What plump, stately John Pike can’t have imagined, of course, was how, lightning-quick, he’d get transmogrified into a mocking meme, pepper-spraying everyone from Gandhi to the baby Jesus. Save perhaps for comedians and the paranoid, few among us visualize ourselves achieving the status of internationally recognizable buffoons within a few hours of some public action. Yet that’s exactly what happened to Pike. The videos of the attack hit the internet just minutes after it happened, going viral within hours. The photocollages started coming shortly thereafter — and while the videos, though plentiful, are necessarily limited in number, the collages breed as quickly as people can think of other images to use in spreading this meme. I’ve seen estimates ranging as high as 1000 Pike images as of this writing. (Eventually a book’s worth will get gathered and published, mark my words. Pike can browse it with his grandkids.) Indeed, NYC-based film director Ryan Gielen has now created a blog called PikesCorner, in which a simulacrum of the brave lieutenant dispenses advice on a diversity of subjects. And Jon Stewart’s had his say on this as well.

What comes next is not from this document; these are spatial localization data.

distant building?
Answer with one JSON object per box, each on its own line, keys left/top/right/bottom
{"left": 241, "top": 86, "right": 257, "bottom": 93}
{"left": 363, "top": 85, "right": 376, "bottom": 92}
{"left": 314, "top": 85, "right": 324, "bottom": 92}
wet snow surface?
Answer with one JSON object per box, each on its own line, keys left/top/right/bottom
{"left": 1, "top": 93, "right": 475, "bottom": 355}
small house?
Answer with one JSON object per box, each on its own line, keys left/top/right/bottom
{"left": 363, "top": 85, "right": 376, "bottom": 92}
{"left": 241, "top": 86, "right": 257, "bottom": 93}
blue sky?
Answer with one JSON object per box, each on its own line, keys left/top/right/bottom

Lt. John Pike moonwalking. Anonymous photocollage.

Lt. John Pike moonwalking. Anonymous photocollage.

I consider the derision to which this photocollage meme holds Pike up to be well-deserved, and I encourage its continuance. Surely someone’s already working on an app that will make possible what Squirrelizer enabled for another viral portrait subject several years back. (You’ll find a version of Squirrelizer here, called “Crasher Squirrel.”) This app — let’s call it Pikeizer — will effect the simple online insertion of this bold cavalier’s likeness into any image. In anticipation of that, here they both are, John Pike and Anonymous the Squirrel, together again for the first time, in my own contribution to the genre. Particularly apt since the just-mentioned PikesCorner advice column has Pike recommending “Try pepper spraying the squirrel until his eyes bleed” as a solution to the problem of a squirrel stealing birdfeed. Give Pike a dose of his own medicine, I say. (For the DIY types among you, click here for a Photoshop template of Pike in action.)

Lt. John Pike with squirrel. Photo illustration by A. D. Coleman.

Lt. John Pike with squirrel. Photo illustration by A. D. Coleman.